2. Just south of Montego Bay but a world away from the clamor, Round Hill Hotel and Villas has been a celebrity favorite since opening in 1953, thanks to its 27 villas, which come with a personal housekeeper and breakfast cook, and, in most cases, a private pool. Its Pineapple House offers 36 heavenly white suites designed by co-owner Ralph Lauren. Doubles from $399, including breakfast daily and a $100 spa credit.

3. A former sugar plantation estate outside Montego Bay, Tryall Club’s 13 Great House Villa Suites (one- and two-bedroom) and 75 estate villas mix modern and colonial decor. The resort’s lauded 18-hole championship golf course counts the Caribbean itself as a hazard on the signature par-three fourth hole. Doubles from $400, including breakfast daily cooked in villa (guests provide groceries) and round-trip airport transfers or one round of golf for two.

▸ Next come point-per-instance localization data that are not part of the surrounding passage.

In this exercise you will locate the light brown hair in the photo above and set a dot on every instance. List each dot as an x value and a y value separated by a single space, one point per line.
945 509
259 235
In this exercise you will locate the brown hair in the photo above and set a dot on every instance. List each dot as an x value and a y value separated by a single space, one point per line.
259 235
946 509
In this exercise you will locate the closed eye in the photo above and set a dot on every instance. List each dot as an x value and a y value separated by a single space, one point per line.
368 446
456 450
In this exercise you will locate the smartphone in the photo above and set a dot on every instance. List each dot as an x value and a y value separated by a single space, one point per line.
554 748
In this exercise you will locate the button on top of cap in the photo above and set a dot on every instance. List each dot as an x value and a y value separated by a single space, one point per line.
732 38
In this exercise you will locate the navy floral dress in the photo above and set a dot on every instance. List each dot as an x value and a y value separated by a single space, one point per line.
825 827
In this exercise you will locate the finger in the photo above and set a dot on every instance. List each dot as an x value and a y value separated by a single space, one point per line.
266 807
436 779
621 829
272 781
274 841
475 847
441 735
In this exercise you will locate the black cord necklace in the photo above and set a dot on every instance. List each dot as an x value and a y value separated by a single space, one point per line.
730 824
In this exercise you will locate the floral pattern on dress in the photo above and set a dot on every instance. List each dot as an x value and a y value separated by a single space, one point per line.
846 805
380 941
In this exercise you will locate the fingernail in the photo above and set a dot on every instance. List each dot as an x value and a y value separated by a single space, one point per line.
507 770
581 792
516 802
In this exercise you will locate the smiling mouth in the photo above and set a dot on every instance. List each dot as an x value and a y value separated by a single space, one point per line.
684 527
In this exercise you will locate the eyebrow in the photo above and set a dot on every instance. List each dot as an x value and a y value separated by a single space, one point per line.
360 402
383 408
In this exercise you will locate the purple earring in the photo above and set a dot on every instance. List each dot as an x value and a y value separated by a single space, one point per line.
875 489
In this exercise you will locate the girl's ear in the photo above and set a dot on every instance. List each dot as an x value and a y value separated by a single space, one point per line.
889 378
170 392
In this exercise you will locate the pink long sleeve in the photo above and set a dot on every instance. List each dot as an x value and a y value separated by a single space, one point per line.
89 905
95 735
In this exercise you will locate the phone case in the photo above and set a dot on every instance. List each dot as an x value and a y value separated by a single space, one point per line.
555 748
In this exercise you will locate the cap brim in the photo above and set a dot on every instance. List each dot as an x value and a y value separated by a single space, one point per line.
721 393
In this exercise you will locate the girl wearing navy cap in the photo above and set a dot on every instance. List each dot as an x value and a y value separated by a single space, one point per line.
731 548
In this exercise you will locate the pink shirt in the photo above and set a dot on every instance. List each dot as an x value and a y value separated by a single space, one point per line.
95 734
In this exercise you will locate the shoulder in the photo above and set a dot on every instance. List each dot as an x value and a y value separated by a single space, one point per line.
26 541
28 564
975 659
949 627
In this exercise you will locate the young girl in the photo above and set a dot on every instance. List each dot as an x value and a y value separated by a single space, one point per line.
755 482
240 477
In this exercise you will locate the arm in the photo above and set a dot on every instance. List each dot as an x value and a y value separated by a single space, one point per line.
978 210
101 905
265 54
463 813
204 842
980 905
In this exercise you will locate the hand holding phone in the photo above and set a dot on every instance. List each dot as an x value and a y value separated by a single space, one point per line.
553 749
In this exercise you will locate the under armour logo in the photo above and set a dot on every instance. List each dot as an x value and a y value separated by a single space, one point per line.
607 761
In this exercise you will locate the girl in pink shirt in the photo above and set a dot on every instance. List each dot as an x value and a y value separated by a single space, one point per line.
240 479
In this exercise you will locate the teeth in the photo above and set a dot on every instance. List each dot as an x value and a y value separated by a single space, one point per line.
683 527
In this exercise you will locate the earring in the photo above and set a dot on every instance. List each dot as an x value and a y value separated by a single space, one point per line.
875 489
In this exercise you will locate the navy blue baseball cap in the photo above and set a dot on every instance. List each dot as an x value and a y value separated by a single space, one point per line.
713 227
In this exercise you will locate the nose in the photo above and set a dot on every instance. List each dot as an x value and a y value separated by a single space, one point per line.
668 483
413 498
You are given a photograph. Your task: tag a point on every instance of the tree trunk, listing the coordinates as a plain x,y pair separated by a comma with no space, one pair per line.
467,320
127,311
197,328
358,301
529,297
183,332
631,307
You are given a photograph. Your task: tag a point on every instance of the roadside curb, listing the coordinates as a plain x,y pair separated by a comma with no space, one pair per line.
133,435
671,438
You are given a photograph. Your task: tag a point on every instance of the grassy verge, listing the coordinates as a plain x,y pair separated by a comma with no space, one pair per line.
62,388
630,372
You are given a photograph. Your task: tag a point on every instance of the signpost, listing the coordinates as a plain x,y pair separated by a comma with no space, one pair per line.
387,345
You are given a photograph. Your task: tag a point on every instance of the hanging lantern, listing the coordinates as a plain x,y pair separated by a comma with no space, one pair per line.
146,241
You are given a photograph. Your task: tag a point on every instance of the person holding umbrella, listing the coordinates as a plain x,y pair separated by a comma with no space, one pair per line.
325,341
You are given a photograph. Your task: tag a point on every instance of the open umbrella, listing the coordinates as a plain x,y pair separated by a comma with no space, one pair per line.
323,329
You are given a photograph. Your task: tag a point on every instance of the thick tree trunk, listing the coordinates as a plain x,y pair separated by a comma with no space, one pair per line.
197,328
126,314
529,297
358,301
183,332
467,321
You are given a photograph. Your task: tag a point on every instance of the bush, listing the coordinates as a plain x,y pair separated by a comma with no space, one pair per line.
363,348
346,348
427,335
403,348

4. East of Montego Bay, the landmark Half Moon resort opened in 1954 on 400 acres with two miles of private beach. It has evolved into a 197-room, 31-villa resort city with a dolphin attraction, horseback riding, golf, shopping, a spa – even its own hospital. Doubles from $215, including breakfast daily and a $100 spa credit.

5. Marilyn Monroe and Arthur Miller honeymooned at Jamaica Inn, and it’s still among the island’s finest for newlyweds. All 47 suites and five cottages overlook the white-sand beach a couple of miles east of Ocho Rios. Doubles from $319, including breakfast daily and a boat ride to Dunn’s River Falls.